I guessing the 3000 FPS was a typo and you intended to write 2000.
The link to “ From ingot to target” is a good idea. Great info in there.

OP do yourself a favor and use that pure lead to mix up a proper alloy. As mentioned figuring out a good cast load can take a lot of time and experimenting. Starting with less than ideal materials may just end up being a frustrating way to burn up precious supplies.
 
I have a 2' square 1/4 " thick sheet of soft lead. Just wanted to know if I can just use it and not add anything to it.

By the time you locate and buy/order in the tin and antimony you’d be better off saving the sheet of lead and just buying the alloy. Assuming you have the molds and basic equipment to cast and size lead bullets.
 
Get a small amount of “certified” lead and cast a couple bullets using it. Now weigh them, they should be pretty close to what they should be. Use that as your standard.
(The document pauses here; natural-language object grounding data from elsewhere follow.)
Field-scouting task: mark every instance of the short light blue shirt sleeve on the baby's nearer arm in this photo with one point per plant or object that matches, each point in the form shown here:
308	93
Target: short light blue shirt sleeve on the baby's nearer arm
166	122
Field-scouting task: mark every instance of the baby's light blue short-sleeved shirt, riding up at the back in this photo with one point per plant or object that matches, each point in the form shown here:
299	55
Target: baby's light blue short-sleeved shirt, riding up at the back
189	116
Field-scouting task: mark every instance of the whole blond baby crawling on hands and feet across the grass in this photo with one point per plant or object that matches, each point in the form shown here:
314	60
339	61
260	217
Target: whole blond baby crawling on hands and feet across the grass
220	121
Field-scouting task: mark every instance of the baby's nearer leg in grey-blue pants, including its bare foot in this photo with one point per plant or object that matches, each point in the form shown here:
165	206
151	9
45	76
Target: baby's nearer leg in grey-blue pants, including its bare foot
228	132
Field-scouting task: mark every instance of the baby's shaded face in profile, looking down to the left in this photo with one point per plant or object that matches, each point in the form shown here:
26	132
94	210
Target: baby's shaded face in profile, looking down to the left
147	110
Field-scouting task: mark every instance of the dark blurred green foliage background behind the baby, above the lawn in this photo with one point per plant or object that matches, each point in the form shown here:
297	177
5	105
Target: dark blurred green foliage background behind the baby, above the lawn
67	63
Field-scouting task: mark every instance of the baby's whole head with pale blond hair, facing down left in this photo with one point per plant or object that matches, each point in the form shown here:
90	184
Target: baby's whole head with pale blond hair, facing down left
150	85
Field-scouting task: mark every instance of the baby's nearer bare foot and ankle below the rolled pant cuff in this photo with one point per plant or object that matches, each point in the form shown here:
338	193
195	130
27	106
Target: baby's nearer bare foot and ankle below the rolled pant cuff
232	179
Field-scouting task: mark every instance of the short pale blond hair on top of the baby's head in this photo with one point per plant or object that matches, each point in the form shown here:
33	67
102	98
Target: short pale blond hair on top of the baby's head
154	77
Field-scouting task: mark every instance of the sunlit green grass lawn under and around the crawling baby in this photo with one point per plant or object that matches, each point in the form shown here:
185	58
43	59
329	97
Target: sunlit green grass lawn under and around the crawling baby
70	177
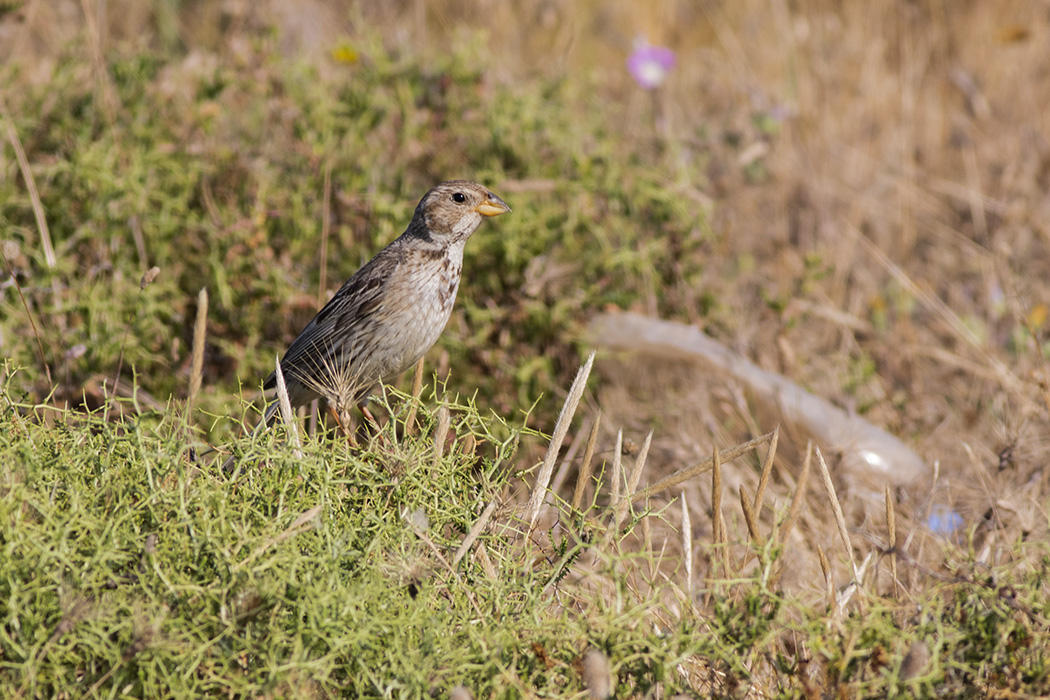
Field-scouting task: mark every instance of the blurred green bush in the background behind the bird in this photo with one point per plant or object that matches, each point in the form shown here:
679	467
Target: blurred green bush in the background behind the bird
215	173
For example one of my 230 grain molds casts at 230 with the correct alloy. Pure lead makes bullets that are 240 grains, wheel weights cast 232 grain bullets and silver solder casts 210 grain bullets. If I mix in Linotype to pure lead I can bring the weight down and make them harder. Wheel weights I generally use as is. The only thing I use pure lead with is my black powder stuff and it’s all patched anyway.
 
By the time you locate and buy/order in the tin and antimony you’d be better off saving the sheet of lead and just buying the alloy. Assuming you have the molds and basic equipment to cast and size lead bullets.

At midwayusa currently...
1 lb of tin is about 20 bucks
5lb of 70/30 lead/antimony is also about 20 bucks
Alloys and pure lead at midway are about 3bucks a pound.
 
Yep. Can go quickly. I’m fortunate to have an abundant supply in my clubs back stop. Sometimes I’m recycling my own lead. ;)
 
I have a 2' square 1/4 " thick sheet of soft lead. Just wanted to know if I can just use it and not add anything to it.
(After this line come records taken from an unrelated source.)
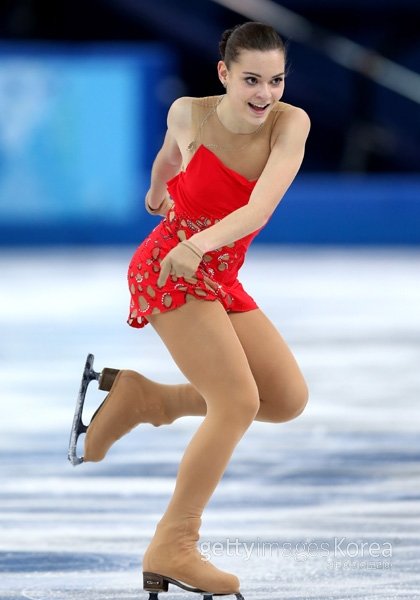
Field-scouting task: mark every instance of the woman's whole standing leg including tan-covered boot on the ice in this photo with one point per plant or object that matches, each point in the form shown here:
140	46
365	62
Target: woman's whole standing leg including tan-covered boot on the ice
204	344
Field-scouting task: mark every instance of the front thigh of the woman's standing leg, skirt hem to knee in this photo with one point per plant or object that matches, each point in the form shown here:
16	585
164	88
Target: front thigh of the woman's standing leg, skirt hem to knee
204	344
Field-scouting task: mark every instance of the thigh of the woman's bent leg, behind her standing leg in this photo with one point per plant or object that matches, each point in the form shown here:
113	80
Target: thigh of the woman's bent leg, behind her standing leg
282	389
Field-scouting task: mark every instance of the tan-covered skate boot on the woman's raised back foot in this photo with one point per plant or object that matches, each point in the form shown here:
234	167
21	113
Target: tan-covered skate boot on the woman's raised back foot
132	400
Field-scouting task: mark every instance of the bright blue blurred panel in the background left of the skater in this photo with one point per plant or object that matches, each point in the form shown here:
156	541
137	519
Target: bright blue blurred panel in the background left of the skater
78	132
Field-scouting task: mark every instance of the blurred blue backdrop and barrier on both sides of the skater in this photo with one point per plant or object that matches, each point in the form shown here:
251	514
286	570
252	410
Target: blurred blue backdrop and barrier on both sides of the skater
79	129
You could use the pure lead and the advice to add some tin to it is a good idea. But I would keep the speed to a 1000fps or less. Squirrels don't take a lot of power to kill. I have killed over 200 squirrels and most of those were shot with a pump pellet gun in 20 caliber and then 22 when the 20 cal went belly up on me. And just 5 pumps was all the power needed.

The wheel weight lead would be a better choice. Drop it in a bucket of water straight from the mold and it will make some hard bullets. I cast a lot of wheel weight pistol bullets and quench all of them. Leading is not a problem for me. Adding a gas check just makes it even better.
 
I have a 2' square 1/4 " thick sheet of soft lead. Just wanted to know if I can just use it and not add anything to it.
If it’s X-ray shielding, it may not be pure lead.
Tin, antimony, and lead, as well as some other heavy metals, can all deflect or absorb radiation.

It may be ready to go, or it may be an alloy.
We have a few sheets laying around the shop, scavenged to be made into bullets, but the first ones were too hard and figuring out the blend was beyond the effort.
Or so I was told, I don’t cast, I buy my bullets. I think he thought it pure and wasted his alloys into it, ruining it. He was one to let bitter taste get to him. I would have tried it as is first...
And still could...
Hmm...;)
 
At midwayusa currently...
1 lb of tin is about 20 bucks
5lb of 70/30 lead/antimony is also about 20 bucks
Alloys and pure lead at midway are about 3bucks a pound.

Check on ebay there are many sellers of lead pure and otherwise. Some around $2.00# with free shipping
 
If you want to do it right, find a way to test current hardness. The cheapest option is the pencil tests I believe. I use the lee tester. Casting may save you some money down the road but just like reloading the startup costs can sting a little to do things correctly. Guessing can waste materials money and effort.